一方、ISM製造業PMIは、 全米の製造業を対象にした全国版の調査です。

フィリーが悪化(気配)

ISMが50割れ(現実の縮小)

雇用・消費への警戒

投資の実務では、 この流れが確認できるかを見にいきます。

初心者がやりがちなミス:
PMIが「50を超えた/割れた」だけで、 相場の方向が確定したと考えてしまうこと。

相場は先に動くことも多いため、
フィリー(先行)→ ISM(一致)→ 雇用(遅行)
の順で確認する方が、判断ミスは減ります。

2. 耐久財受注――企業の「本気度」を見る指標

次に確認したいのが、 耐久財受注(Durable Goods Orders)です。

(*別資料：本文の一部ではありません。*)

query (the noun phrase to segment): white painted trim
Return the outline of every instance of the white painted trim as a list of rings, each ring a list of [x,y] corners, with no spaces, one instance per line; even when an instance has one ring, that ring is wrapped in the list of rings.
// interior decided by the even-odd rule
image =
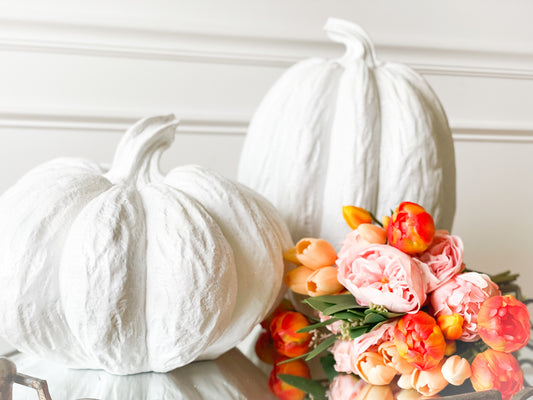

これは、 企業が将来に向けて、どれだけ設備やモノを発注しているか を通じて、投資意欲を測る指標です。

役割:企業の将来投資(設備投資)

投資家目線では、因果関係はこれだけ押さえれば十分です。

  • 受注が増える
    →「売れそう」「投資しても回収できる」と企業が判断しやすい
  • 受注が減る
    → 設備投資にブレーキがかかり、景気減速のサインになりやすい

耐久財受注は、 「いま」だけでなく「これから」にも効く指標です。

ブレやすい指標との付き合い方

耐久財は大型案件が多く、 月次のブレが非常に出やすいという特徴があります。

初心者の段階では、次の2点に絞ると十分です。

  1. 方向性:増えているか、減っているか
  2. 流れ:それが2〜3回続いているか

細かい内訳(輸送用機器除く、コア資本財など)は、
次章で扱う「ズレる」「止まる」局面で深掘りすると、 全体の流れがきれいにつながります。

章末まとめ

この章で持ち帰る結論はシンプルです。

  • ISM製造業PMI:景気の現在地(50を境に拡大・縮小)
  • 耐久財受注:企業の未来への自信(投資の勢い)

そして、

フィリー連銀(気配)
→ ISM(答え合わせ)
→ 耐久財(将来投資)

この順番で並べると、
バラバラな経済ニュースが 一本のストーリーとして読めるようになります。